Crispy on the outside, tender-juicy on the inside, this 20-minute chicken is the ultimate weeknight dish. Pan searing is a wonderful technique that gives you the deliciously crisp crust with hardly any effort. Simply sprinkle cumin, salt and pepper evenly over both sides of the chicken, add to oil-coated skillet over medium-high heat, and cook for just four minutes on each side. Pair with a simple side salad, or slaw, and drizzle with an herbaceous sauce to bring a flavorful meal to the table with ease. And, at just 216 calories per breast, this chicken dish is one healthy alternative you’ll turn back to time and again.

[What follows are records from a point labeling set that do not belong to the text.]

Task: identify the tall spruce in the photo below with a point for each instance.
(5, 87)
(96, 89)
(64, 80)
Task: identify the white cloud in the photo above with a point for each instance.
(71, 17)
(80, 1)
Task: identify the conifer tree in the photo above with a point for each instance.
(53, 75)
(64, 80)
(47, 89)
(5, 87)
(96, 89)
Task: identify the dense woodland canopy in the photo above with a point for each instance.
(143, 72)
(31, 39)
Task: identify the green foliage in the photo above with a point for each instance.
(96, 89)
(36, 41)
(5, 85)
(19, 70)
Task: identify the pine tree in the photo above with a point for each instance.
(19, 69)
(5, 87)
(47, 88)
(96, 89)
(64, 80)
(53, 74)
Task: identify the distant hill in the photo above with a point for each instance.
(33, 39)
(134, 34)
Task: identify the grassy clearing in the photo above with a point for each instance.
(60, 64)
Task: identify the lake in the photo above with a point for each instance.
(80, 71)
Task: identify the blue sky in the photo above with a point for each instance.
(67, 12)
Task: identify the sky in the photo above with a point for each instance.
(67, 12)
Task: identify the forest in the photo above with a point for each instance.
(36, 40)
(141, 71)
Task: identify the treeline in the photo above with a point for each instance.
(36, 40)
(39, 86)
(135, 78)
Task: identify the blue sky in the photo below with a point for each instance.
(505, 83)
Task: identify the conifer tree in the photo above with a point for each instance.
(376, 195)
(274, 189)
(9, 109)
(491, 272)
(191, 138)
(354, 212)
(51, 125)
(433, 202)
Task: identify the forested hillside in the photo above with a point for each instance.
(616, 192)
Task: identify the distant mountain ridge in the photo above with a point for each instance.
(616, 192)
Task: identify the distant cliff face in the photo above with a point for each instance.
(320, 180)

4 (6-oz.) skinless, boneless chicken breasts
1 tablespoon canola oil
1 teaspoon ground cumin
1/2 teaspoon kosher salt
1/4 teaspoon black pepper
Fresh flat-leaf parsley leaves (optional)
How to Make It
Place chicken breasts in a single layer between 2 sheets of heavy-duty plastic wrap; pound with a meat mallet or heavy skillet until chicken breasts are about 3/4 inch thick.
Heat oil in a 12-inch skillet over medium-high. Combine cumin, salt, and pepper; sprinkle evenly over both sides of chicken breasts. Add chicken to skillet; cook until done, about 4 minutes per side. Transfer to a cutting board; let stand 5 minutes. Cut across the grain into slices. Garnish with parsley, if desired.